Maybe the people is still not concerned enough with their privacy. ... but hey we are talking about our life's savings here!
 

Ivan

Member
You can create a Private Key just by pen, paper and a dice. 3 letter agencies can do a f**k about that
 

Kingston

Member
It's not the easiest problem to solve. Even if there was some sort of online repository where you could view the code for your firmware, you would also need the hardware itself to broadcast something like an MD5 checksum so you could check the integrity of your firmware on any given device and ensure it matches exactly what is in the repository.

And the bigger question, even if you could get hardware to do that, how many people would actually bother to check it matches? Is the average user really that security-conscious?
 

Juan

Member
FPGA can be a possible solutions for more controlled transaction signing. Since these devices are made for engineers to build chips
 

Ashton

Member
You can create a Private Key just by pen, paper and a dice. 3 letter agencies can do a f**k about that
You seems not to understand the concern of the OP cause he was not talking about the creation of private keys but people privacy which might leak now or in the future if NSA tell computers and phone manufacturer company to integrate a spy chip and we both know that everything about crypto currency have to do with phones or computers
 

Kaiden

Member
When you say that your private key is in your hands, you mean that it is stored in a device you trust.
Or if it is on paper, you assume that when you will import/use the PK on a device to make a payment/transfer, you trust that device.

What if the NSA asks hardware manufacturers to integrate spy chips in their devices?
Your PC may have a spy controller chip that reads your PK from your HD and sends it over to the NSA via your network card.

I'd like many open source computer and phone projects to pop up, but there are just a few of them and don't seem to get traction.
Maybe the people is still not concerned enough with their privacy. ... but hey we are talking about our life's savings here!
I never thought of this kind of thing happening this before, I understand and respect your opinion. We definitely need an open source hardware because the possibility that the NSA will make this kind of move in the future is high but how can we this happening when we barely have the right link to achieve it
 

Giovanni

Member
Perhaps the OP concern regarding NSA or some other USA agencies is justified by the fact that NSA is working for years on methods of monitoring and identification of bitcoin users. But I would bet that the Chinese in this matter are even more dangerous.

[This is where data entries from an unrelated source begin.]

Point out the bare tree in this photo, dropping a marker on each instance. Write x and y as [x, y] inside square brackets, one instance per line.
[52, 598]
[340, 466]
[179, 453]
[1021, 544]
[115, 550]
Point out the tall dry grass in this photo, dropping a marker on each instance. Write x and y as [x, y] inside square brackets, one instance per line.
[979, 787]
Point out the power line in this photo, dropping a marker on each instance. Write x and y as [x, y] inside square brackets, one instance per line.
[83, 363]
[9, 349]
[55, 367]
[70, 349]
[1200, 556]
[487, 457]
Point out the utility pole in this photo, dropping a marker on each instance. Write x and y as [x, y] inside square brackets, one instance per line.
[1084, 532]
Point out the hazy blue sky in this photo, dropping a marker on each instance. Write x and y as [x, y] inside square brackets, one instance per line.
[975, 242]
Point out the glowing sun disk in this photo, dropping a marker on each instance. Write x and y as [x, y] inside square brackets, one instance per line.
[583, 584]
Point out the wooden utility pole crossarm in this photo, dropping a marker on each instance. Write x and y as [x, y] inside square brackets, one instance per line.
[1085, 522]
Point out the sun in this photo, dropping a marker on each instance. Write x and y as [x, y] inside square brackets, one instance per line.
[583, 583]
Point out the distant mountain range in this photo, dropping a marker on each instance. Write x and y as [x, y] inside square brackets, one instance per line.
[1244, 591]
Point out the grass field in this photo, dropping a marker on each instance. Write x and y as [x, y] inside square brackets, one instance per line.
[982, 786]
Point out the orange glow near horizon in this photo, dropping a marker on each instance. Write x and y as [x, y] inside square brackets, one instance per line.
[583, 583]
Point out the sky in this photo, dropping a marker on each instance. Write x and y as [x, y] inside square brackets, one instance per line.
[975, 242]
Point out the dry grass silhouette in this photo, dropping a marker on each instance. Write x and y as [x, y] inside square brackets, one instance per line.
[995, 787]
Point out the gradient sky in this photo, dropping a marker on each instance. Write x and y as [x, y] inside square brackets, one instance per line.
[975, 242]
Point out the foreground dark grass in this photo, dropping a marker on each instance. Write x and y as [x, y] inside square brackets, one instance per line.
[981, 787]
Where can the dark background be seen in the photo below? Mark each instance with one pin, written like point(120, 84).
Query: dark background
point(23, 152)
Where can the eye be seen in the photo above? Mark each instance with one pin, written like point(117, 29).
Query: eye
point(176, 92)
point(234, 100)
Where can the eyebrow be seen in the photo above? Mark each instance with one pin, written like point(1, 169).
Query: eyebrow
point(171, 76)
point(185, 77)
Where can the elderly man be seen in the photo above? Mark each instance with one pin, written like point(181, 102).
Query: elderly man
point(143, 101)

Few years ago it was discovered they spy almost all American big companies, included even secret agencies and the ministry of defense.

I am not sure how we can protect our private keys in such world, Ledger or Trezor are too small to resist such challenges. Regardless of the methods we use for storage, nothing is 100% safe
 

Jesus

Member
It exists: the RISC-V ISA

The Bitcoin developers are ahead of the game somewhat, Bitcoin core 0.18.0 release will have RISC-V binaries
 

Calvin

Member
It exists: the RISC-V ISA

The Bitcoin developers are ahead of the game somewhat, Bitcoin core 0.18.0 release will have RISC-V binaries
RISC-V is hardly relevant, it is open cpu design mainly with focus on the interface, i.e. instruction set. What op is worried about is manufacturer's malicious behavior not design flaws
 

Camden

Member
What if someone:

1. Uses a hardcore cold storage setup.

2. Has a Faraday cage to ensure that there's no transmissions at all.

3. Generates private keys physically, for example with dice.

Would this be enough to defeat backdoored hardware?
 

Jayce

Member
RISC-V is the only open instruction set out there, or at least the only modern design (the older MIPS stuff was open sourced recently if I remember rightly)

The only way to get total control of an open ISA as an end-user is to validate the chip design all by yourself, then fabricate the chip yourself in your garden shed. Presumably that's what you intend to do?
 

Rowan

Member
@hatshepsut93 If the "hardcore cold storage setup" is just a formatted PC with Linux, it's not a bulletfproof solution. It still suffers from the issue pointed out by @domob. The cold storage device in the Faraday cage may have a malicious memory controller chip that messes up the transaction script generated by your wallet, to put the attacker's receiving address in it.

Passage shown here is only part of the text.